Open lrvick opened 6 years ago
@oxij Just noticed that the current spec doesn't include the question of where the signature is to be put is not included in the current spec. Do you have an opinion about it? Git does gpgsig [gpg signature with newlines included, one space at the beginning of each new line]
in the metadata fields, but I'm not sure it'd be really easy to parse? Sounds like the least bad option anyway, though.
@lrvick I think the argument in favor of keeping a format similar to what git does is, it'd make integration into git upstream much easier. If it's using JSON, I'd be willing to bet Junio Hamano would laugh at us. Now… I can only bet :)
@lrvick I think the argument in favor of keeping a format similar to what git does is, it'd make integration into git upstream much easier. If it's using JSON, I'd be willing to bet Junio Hamano would laugh at us. Now… I can only bet :)
If something to address this problem was included in git-core upstream then the advantages of JSON for easy parsing by third party verification tools go out the window, as well as the need for versioning.... because git is the authoritative tool. There is also no reason it would use the git-notes interface at all as there could be a first class object for signatures. If such a thing were to happen it would deprecate all our current work as prior art that informed design. In the mean time I think we have to use the most practical tools we can reach for going with the assumption that we need easy third party code support for now.
By the way I took a look at https://github.com/google/git-appraise and they look like they have landed on very similar directions (also pretty amazing project for decentralized code review where the central VCS interface is not trusted.).
Well… if this problem is addressed in git upstream, then hopefully they'd reuse the same data model as us, so that previous signatures would still be valid with the git upstream verifier without having to re-sign everything.
Which makes me think, ISTR at some point you said you had been with a member of the git development team who said you should pursue integration in git upstream for reviews… can you invite them to this discussion? Hopefully they'd have hints on how to do things so they will be more easily upstreamed :)
Concerning versioning, I think version should be per-branch, not per-review. Concerning JSON and third-party verification tools, I think we can always add JSON output on top.
I think git-wotr
should be the minimal viable spec. E.g. reading discussions in the issues here I'm inclined to just drop every metadata field except "result" and "result-otherwise" from the top-level spec since only those, I think, should be used to make decisions in the general case. We can then allow chaining of formats. E.g.
commit <commit-id> diff
with <commit-id>
result +
result-otherwise !
content-type review
thoroughness high
diff-understanding high
content-type git-signatures/artifacts.json
<JSON you want>
commit <commit-id> diff
with <commit-id>
result +
result-otherwise !
content-type comment # the default
<comment>
?
In particular, with the above you can pack https://github.com/google/git-appraise reviews into this format pretty much verbatim (they have no equivalent of "result" field in the comment schema, so just set it to "0").

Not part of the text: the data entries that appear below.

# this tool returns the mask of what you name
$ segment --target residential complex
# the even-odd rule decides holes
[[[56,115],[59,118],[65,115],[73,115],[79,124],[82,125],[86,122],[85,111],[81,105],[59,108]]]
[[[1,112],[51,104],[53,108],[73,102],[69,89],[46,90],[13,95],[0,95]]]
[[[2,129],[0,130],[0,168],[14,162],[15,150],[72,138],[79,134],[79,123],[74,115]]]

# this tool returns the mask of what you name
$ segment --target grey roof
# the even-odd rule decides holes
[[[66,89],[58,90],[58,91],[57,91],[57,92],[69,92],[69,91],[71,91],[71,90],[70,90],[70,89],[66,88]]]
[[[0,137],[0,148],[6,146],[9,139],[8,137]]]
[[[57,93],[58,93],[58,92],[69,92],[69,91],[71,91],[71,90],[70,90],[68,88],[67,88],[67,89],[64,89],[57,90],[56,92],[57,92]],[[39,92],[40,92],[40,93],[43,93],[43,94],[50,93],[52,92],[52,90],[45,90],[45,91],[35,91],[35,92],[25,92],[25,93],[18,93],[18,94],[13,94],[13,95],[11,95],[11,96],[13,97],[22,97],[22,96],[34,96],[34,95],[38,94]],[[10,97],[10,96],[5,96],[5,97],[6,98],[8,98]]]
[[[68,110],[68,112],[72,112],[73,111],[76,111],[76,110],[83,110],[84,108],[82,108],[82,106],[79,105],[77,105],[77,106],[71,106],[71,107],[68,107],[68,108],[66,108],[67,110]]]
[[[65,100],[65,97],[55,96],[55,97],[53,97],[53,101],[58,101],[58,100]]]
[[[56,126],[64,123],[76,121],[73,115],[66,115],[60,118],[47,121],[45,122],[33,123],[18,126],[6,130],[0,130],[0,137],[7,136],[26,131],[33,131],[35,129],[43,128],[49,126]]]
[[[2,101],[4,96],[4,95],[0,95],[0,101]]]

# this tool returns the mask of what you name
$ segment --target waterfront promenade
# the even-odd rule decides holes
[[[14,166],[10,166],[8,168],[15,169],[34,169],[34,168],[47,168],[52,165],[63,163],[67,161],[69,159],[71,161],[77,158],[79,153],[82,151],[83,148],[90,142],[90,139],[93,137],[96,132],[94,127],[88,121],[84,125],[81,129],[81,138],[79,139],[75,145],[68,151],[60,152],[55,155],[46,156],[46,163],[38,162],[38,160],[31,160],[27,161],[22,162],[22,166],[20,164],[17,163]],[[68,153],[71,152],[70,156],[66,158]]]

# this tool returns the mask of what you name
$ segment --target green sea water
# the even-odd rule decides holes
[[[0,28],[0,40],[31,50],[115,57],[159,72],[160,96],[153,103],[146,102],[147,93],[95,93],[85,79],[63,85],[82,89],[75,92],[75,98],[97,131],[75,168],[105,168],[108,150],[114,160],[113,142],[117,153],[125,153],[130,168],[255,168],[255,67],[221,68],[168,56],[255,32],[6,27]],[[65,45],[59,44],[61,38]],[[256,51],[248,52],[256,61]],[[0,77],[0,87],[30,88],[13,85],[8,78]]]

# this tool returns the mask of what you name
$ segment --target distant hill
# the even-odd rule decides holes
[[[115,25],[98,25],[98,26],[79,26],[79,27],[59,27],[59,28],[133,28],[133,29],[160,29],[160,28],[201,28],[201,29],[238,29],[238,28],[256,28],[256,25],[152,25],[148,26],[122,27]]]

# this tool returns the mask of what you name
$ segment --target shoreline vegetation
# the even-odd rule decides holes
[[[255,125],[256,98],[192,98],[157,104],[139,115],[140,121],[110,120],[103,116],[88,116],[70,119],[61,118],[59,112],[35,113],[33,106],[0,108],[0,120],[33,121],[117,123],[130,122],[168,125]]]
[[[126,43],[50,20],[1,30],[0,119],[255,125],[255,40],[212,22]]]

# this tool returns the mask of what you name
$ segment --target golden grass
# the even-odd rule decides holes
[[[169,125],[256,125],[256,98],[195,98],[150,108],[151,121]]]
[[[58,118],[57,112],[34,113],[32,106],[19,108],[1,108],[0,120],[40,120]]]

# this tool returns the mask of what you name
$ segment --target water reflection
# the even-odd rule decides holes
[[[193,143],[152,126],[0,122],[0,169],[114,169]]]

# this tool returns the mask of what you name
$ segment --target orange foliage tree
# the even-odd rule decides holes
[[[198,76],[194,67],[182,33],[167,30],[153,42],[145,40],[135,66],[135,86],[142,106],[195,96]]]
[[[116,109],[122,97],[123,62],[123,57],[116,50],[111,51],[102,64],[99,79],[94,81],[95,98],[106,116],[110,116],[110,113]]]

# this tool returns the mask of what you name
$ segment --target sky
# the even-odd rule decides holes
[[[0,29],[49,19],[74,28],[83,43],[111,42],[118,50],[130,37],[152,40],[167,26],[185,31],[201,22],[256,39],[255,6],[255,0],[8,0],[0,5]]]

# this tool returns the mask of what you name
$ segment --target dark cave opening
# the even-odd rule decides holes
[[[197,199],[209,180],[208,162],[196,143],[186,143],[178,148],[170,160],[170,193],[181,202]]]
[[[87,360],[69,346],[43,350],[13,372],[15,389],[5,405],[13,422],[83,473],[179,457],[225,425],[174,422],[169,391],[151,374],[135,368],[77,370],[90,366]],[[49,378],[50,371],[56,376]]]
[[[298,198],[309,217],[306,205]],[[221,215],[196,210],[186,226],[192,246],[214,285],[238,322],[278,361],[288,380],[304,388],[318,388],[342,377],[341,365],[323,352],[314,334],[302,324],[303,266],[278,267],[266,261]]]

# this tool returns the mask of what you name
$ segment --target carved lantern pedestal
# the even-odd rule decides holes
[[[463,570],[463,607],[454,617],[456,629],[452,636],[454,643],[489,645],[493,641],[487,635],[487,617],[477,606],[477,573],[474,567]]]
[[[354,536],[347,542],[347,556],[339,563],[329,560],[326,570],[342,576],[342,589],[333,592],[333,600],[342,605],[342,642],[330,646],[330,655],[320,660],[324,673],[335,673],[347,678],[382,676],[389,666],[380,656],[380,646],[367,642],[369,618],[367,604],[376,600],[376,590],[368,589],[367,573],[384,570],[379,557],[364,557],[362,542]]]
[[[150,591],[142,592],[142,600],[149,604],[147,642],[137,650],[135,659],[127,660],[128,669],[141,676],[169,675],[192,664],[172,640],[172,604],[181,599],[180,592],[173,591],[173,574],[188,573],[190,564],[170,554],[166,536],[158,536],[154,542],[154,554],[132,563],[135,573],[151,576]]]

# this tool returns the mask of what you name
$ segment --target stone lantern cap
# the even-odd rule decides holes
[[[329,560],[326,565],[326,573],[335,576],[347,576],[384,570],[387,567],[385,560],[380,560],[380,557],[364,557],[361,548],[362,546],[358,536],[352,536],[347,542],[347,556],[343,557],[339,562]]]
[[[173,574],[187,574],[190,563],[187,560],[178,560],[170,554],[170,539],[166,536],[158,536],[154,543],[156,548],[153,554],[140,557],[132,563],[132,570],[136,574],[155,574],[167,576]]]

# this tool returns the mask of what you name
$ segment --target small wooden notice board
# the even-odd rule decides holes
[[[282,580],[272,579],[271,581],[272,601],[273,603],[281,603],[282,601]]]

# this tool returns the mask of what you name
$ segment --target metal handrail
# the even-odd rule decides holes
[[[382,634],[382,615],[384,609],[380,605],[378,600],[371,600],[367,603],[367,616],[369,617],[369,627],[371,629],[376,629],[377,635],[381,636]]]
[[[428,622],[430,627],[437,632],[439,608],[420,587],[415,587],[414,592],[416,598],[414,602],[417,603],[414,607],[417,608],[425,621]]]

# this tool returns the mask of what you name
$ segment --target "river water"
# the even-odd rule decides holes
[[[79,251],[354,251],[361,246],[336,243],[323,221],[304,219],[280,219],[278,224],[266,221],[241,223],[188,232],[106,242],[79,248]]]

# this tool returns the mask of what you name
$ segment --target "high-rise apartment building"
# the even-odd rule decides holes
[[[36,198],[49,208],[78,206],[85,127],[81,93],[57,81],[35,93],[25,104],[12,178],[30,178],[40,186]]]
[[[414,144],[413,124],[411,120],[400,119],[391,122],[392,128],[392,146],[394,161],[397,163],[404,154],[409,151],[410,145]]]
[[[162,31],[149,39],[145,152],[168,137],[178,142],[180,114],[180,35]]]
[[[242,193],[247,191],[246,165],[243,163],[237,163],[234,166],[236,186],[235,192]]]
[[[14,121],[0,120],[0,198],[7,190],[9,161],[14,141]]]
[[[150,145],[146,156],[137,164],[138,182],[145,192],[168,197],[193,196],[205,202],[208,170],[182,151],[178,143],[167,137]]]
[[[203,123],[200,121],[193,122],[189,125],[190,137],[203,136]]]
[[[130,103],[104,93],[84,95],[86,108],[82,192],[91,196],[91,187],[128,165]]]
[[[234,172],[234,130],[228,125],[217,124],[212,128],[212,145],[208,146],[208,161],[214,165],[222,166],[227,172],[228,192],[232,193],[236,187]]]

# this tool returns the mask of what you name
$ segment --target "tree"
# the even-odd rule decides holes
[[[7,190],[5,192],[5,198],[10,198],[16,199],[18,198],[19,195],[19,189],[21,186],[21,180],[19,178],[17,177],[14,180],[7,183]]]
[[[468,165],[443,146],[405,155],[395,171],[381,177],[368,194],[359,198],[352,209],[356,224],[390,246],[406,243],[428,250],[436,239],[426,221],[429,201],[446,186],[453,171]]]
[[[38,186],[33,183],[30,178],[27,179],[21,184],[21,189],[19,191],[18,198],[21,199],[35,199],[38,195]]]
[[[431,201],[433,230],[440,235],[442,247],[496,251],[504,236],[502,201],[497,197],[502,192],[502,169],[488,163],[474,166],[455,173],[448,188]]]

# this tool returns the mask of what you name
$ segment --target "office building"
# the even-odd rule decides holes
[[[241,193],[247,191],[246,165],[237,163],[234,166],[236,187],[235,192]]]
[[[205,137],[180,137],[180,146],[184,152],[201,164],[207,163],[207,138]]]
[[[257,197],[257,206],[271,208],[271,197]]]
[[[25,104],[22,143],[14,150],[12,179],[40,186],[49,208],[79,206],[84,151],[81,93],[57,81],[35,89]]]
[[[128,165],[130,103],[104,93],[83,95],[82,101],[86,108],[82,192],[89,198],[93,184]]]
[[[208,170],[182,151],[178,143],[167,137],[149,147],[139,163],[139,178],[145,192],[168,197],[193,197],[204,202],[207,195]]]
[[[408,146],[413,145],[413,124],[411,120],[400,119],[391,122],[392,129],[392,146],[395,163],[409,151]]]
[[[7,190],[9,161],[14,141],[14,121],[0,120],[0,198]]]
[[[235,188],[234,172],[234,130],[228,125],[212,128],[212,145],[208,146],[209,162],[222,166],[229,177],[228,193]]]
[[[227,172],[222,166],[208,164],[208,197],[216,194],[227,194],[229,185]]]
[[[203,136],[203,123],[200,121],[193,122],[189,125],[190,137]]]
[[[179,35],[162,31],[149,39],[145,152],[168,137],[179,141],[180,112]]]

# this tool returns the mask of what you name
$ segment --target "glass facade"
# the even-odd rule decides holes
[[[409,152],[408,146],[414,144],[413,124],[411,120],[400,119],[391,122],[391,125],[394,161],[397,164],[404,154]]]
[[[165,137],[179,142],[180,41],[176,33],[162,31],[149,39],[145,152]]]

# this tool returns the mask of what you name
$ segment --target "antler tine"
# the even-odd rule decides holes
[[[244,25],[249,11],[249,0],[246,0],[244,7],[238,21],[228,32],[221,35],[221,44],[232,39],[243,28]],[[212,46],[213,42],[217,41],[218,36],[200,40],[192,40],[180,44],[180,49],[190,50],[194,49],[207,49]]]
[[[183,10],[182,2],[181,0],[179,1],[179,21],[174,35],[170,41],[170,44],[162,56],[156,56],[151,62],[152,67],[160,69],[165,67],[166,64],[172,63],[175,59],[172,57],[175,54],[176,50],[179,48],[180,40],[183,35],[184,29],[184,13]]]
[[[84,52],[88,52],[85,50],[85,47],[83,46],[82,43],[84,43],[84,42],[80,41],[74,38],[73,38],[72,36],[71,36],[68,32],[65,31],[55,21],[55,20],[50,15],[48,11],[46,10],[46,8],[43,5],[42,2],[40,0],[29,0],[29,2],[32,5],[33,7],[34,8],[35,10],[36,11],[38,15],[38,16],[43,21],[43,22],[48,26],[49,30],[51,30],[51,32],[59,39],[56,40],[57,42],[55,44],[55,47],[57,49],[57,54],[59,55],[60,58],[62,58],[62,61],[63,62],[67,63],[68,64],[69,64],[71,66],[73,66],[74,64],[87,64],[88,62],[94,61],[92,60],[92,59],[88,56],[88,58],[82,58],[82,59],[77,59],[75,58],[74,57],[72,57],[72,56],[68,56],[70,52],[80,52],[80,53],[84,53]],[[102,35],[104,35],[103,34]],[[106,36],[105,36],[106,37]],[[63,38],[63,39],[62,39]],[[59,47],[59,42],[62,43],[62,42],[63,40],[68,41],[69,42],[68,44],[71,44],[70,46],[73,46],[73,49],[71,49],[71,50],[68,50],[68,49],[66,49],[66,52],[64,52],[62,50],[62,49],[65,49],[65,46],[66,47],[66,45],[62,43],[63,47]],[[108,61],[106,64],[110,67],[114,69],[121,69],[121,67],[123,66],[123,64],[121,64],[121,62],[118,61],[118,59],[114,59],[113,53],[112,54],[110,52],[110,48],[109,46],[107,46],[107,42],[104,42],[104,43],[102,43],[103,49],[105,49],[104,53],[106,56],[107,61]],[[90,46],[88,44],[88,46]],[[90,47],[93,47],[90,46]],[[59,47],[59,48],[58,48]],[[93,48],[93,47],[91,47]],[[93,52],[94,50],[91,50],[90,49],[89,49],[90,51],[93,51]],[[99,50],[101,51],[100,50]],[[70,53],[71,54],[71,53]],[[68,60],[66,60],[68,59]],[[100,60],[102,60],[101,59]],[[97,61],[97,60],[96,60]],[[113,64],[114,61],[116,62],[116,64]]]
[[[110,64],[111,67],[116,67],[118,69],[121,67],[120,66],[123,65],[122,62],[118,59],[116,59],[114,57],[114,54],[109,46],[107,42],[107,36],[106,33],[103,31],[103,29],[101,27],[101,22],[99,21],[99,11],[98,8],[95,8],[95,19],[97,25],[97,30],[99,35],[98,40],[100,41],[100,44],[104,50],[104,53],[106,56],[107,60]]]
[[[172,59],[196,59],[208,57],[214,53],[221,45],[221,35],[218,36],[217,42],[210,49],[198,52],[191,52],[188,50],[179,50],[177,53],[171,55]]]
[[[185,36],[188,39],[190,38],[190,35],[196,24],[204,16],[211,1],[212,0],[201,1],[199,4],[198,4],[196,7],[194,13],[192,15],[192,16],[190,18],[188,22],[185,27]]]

(Well, at least we are not arguing whenever we pack XML into there. Good.)
@oxij So multiline gets much harder to parse, but this did just give me an idea of maybe a happy medium...
What if the signature was just our most simple "git romans" format in one line. Tools could use this alone as an "I approve this commit" and need not worry about any metadata (the most typical use case I imagine).
We could however add at the end a key of a hash of all the metadata, which can be found at refs/notes/signatures/
We could end up with a format with only our highest level keys to anchor things.
Namely:
<commit-hash> <patch-id> <metadata-hash>
...where metadata hash and patch-id are optional
From there we can use content-type delimited blobs exactly as you propose in the "attached" note and any tool can include anything they feel valuable. Have cake and eat it too?
How are multiple lines are harder to parse than a single line? It's just a sequence of chars.
What is hard to parse is escaping (like JSON has), with escaping you need an actual parser, with git-object-like format you only need to match sequences of chars, which can be done with simple regular expressions (note that the grammar is design.org
is regular, this is not an accident), if not simpler.
How would you do with
in one-line format?
git-object-like format still allows extensions when combined with https://github.com/git-wotr/spec/pull/10#issuecomment-427919142
Correction: they are harder to merge. The setup I proposed would never have a merge conflict.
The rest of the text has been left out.